Human cells, extracted from the body and grown in a culture dish, don't divide forever. With every division, their telomeres--the ends of their chromosomes--get shorter, providing a molecular clock of sorts that stops their growth after a defined number of doublings. This phenomenon is termed "replicative senescence" and prevents cells from accumulating too many genetic mutations that may turn them into cancer cells. Rat and mouse cells do not feature such a "countdown" mechanism, and researchers from London have now shown that at least some types of rat cells from the nervous system can divide virtually forever without turning cancerous.

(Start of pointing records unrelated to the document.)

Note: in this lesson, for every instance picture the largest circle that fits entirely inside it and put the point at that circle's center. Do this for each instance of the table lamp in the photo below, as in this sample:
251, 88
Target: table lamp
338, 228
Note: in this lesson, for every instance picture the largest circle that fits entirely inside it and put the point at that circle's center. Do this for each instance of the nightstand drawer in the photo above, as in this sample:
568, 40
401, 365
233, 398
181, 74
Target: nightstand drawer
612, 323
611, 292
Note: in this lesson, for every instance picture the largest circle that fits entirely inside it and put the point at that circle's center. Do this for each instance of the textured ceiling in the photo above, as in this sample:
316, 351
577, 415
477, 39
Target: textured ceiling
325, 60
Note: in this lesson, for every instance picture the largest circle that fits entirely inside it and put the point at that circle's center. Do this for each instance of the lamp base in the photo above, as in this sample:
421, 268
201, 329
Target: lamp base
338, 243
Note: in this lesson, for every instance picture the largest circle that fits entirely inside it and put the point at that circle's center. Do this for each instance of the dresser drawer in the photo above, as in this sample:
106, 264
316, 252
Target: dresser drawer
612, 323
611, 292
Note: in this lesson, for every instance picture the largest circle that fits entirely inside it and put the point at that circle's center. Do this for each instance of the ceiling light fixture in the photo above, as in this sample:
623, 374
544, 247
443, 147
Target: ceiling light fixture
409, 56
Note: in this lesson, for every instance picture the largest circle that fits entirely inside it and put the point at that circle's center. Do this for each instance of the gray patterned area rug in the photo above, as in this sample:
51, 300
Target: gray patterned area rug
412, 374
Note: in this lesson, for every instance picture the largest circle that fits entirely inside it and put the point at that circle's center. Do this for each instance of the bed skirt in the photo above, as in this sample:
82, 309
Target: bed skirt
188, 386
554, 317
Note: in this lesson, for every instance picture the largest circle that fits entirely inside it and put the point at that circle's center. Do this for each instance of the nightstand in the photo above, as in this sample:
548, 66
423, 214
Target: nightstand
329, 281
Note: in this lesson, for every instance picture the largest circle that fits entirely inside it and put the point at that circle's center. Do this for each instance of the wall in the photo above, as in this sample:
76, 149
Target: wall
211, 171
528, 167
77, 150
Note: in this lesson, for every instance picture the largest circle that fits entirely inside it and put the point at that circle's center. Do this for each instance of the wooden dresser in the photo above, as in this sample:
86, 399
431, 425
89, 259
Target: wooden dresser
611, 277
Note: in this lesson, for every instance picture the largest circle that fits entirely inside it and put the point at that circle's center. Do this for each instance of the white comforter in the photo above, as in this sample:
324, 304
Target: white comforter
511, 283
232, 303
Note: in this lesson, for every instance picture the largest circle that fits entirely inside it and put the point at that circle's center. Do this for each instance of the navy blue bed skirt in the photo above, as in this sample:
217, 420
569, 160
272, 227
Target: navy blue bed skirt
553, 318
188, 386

Until now, it had been a riddle to many researchers as to why cultured rodent cells did stop dividing, despite the fact that they have an enzyme called telomerase, which keeps their telomeres at a constant length. But the reason, as it turns out, is probably that these cells were kept under the wrong conditions. Two groups from University College London, led by Alison Lloyd and Martin Raff, report in ScienceExpress today that glial cells and oligodendrocyte precursor cells, both removed from the central nervous system of young rats, can divide indefinitely--in one case for more than 20 months--if the culture medium contains or lacks certain ingredients, such as hormones. Unlike cancer cells, though, which also grow forever but are unstoppable, these cells still stop dividing if, for example, they get damaged by x-rays.
Why do human cells have an built-in "division clock" that some rat cells seem to lack? Humans are larger and live longer than rats. It is more likely that one of their many cells, over a life time, will acquire enough mutations to turn into a cancer cell. One way to prevent this malignant transition is to limit the number of cell divisions. In a rat, this safety measure might not be necessary.